Author Topic: concordance btw. bedtools and bedops  (Read 5208 times)

mcgreevj

  • Newbie
  • *
  • Posts: 1
concordance btw. bedtools and bedops
« on: October 16, 2013, 04:51:03 AM »
I'm getting different answers from BedTools and bedops with what I think should be the same operations.

The bedtools command is

intersectBed -a $ref -b $db -wa -f 0.75 -u > $db.Huang.S1gt.99.bed

the bedops command is

bedops -e -75%  $ref $db  > $db.Huang.S1gt.99.bed


The Bedtools command returns what looks like the correct intersection when viewed manually in IGV, bedops appears to be missing a few. Any ideas?

sjn

  • Administrator
  • Jr. Member
  • *****
  • Posts: 72
Re: concordance btw. bedtools and bedops
« Reply #1 on: October 16, 2013, 08:10:17 AM »
Thanks for using BEDOPS.  I think you're looking for what the 'bedmap' program does.
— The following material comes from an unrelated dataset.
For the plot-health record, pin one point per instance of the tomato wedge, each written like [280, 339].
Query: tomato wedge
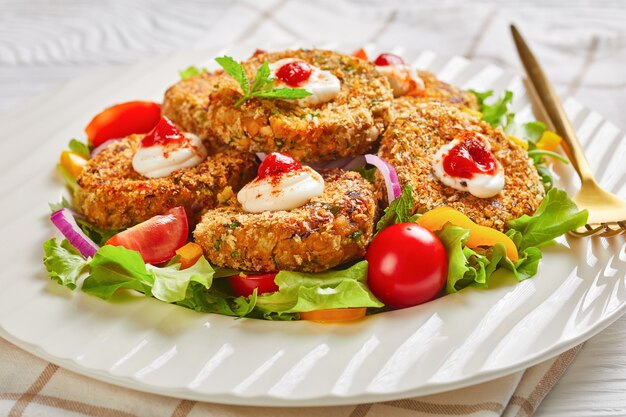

I'm not very familiar with BedTools, but looking quickly at the documentation, the intersectBed command appears to give the same region from $ref as many times as there are qualified overlapping elements in $db.  The -u option skips elements from $ref that have no overlapping elements.

The bedops -e (--element-of) is a set operation that gives back the elements of $ref that have qualified overlapping elements in $db.  That is, the subset of elements in $ref that have overlapping elements in $db. Each element is reported at most 1 time (it is an element of or not an element of the regions found in $db).

The bedmap program in BEDOPS seems to be more analogous to the output of intersectBed in this case.

bedmap --fraction-ref 0.75 --echo --echo-map --skip-unmapped $ref $db

--skip-unmapped causes no output in cases where $ref has no qualifyied overlapping element in $db (this option is available in BEDOPS 2.3).  --echo will spit out elements from $ref, while --echo-map spits out all qualified overlapping elements in $db.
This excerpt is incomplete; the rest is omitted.